ADPKD is characterized by fluid-filled cyst formation and mainly caused by mutations in the PKD1 gene. Currently, the only treatment option for ADPKD is the vasopressin V2 receptor antagonist tolvaptan (TVP). However, due to unfavourable side effects, the drug is not well tolerated by all patients, leaving a need for alternative approaches. We hypothesized that a combination treatment can result in a better therapy, as the complex intracellular signalling involved in ADPKD is then targeted from various angles simultaneously. We conducted a preclinical study in an adult onset ADPKD model to investigate the effects of a combination treatment of TVP and pioglitazone (PIO), a peroxisome proliferator-activated receptor gamma (PPARγ) agonist. This drug slows disease progression in two PKD rat models (Blazer-Yost et al., PPAR Res 2010 & Flaig et al., J Trans Int Med 2016), and is now tested in a clinical trial for ADPKD.
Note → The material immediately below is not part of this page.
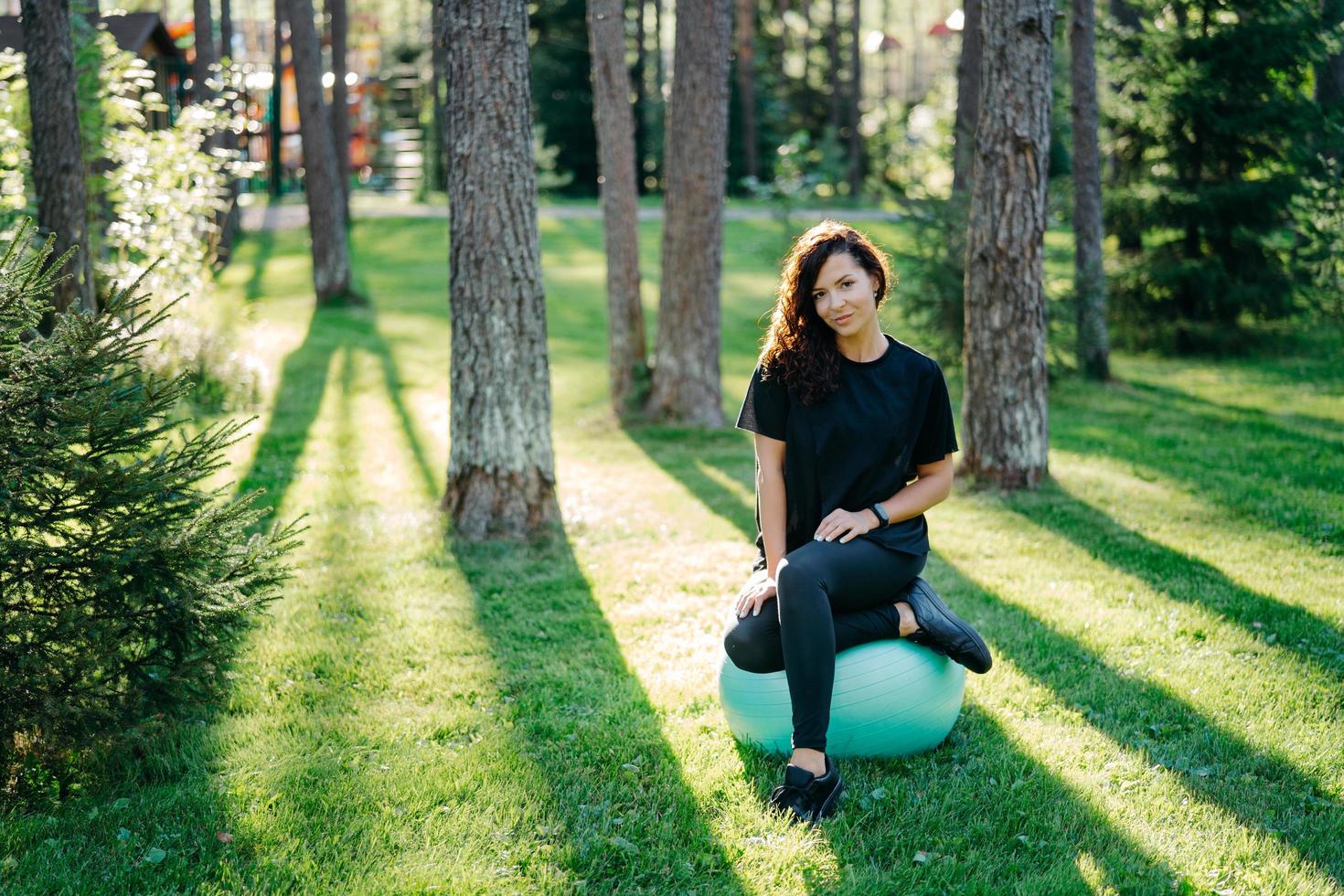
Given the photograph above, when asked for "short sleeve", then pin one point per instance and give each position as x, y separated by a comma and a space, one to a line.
765, 409
937, 435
In vitro: PIO was tested in a 3D cyst model for PKD (mIMCD3-Pkd1-/- cells) to evaluate its efficacy on reducing cyst swelling. In vivo: An inducible adult onset model for ADPKD (P18KspPkd1del mice) was used. Following Pkd1 inactivation by tamoxifen on postnatal day 18/19, mice (n = 20 males per group) were fed with food pellets containing 0.1% TVP and/or 0.1875% PIO. Mice were treated until 50% of the untreated group had renal failure (blood urea levels > 20 mmol/l).


PIO was effective in reducing cyst swelling in vitro. TVP was able to improve renal survival in mice (86% vs. 41% in the untreated group, p<0.01) and reduced 2KW/BW% by 2-fold (p<0.001). Plasma adiponectin, a surrogate drug marker for PIO treatment, was higher in PIO-treated mice, to a similar extent as in humans after PIO treatment. However, PIO had no effect on renal survival and on downstream PPARγ signalling in the kidney. Also, Pparg gene and PPARγ protein expression was very low in wildtype, cystic and PIO-treated kidneys.


TVP improved renal survival and reduced cyst growth, confirming our model’s relevance to ADPKD. Despite in vitro efficacy and using a clinically relevant dose, PIO had no therapeutic benefit in vivo, possibly due to low expression of PPARγ in mouse kidneys. Further research on the expression levels of the Pparg gene and the PPARγ protein in relevant rat models and patients are ongoing.